3. Doesn't the media's coverage of Brill's story completely refute Brill's argument? Brill thinks "the press seems to have become an enabler of Starr's abuse of power...almost everyone in the press eagerly let the man in power [Starr] write the story - once Linda Tripp and Lucianne Goldberg put it together for him."

If the media were such Starr lackeys, how does Brill explain...reality? A study recently released by Dr. Robert Lichter's Center for Media and Public Affairs found 89 percent of network comments evaluating Starr (that didn't come from Starr or his staff) have been negative in the first four months of this year. And this doesn't begin to measure the degree of media hostility that includes giving credence to all manner of wacko conspiracy theories, including putting Starr in cahoots with "Clinton haters" like philanthropist Dick Scaife. Not every reporter's agreeing with Brill, especially the alleged Starr stooges, a half dozen of whom have denounced Brill for everything from mischaracterizations to outright defamation. But the amount of attention this non-story is getting reeks of continued pro-Clinton bias.

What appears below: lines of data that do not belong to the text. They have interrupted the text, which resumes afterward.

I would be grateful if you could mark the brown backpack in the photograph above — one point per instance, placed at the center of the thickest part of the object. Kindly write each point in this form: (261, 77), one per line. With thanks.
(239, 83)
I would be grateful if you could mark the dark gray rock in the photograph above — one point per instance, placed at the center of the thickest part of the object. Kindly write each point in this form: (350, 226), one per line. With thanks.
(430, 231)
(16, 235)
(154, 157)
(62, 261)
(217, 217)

4. Doesn't Brill's partisan background matter? Take it from me: a conservative media critic discussing press coverage of this administration can't complete his first sentence without the establishment press questioning his agenda and the like. Conservatives, they believe, are disqualified because of ideological bias. And Brill? He's a major donor to the Clinton-Gore campaign, not to mention numerous other liberal Democrats. A 1997 Brill essay in a Yale alumni publication sadly remembering the burning of the Yale law library says it all: "I knew I was a good, progressive liberal who sympathized with everyone who wanted to drive back the Nixonian forces of evil. I'd been a Timothy Dwight organizer of the campus-wide toilet flush timed for the moment of President Nixon's inauguration." Five years ago, Newsweek's Jonathan Alter denounced right-wing and left-wing media watchdog groups: "What you realize is these people aren't really interested in media criticism. What they're doing, often, is just ax-grinding for a political view in the guise of media criticism." Now Alter is on the "Today" show praising Brill's new magazine as a good idea. Jonathan, Jonathan.

5. So why does this Steven Brill scoop matter? When Brill's magazine The American Lawyer published a Stuart Taylor cover story in mid-October 1996 suggesting that Paula Jones had a serious case against the President, ABC gave it a sentence - a week later. CBS and NBC waited ten weeks. When two years before that, Taylor attacked the media's coverage of the "Iraqgate" story as a bunch of unsubstantiated hooey, the media ignored that. Two years before that, The American Lawyer ran an article criticizing the media's coverage of the Rodney King trial - to media silence. You could argue that these isolated pieces show Brill's not a knee-jerk liberal, and I'll buy that (I think). But none of them attracted a fraction of the brouhaha the Starr piece did. Why so much attention to this attack on Ken Starr? Because it's an attack on Ken Starr.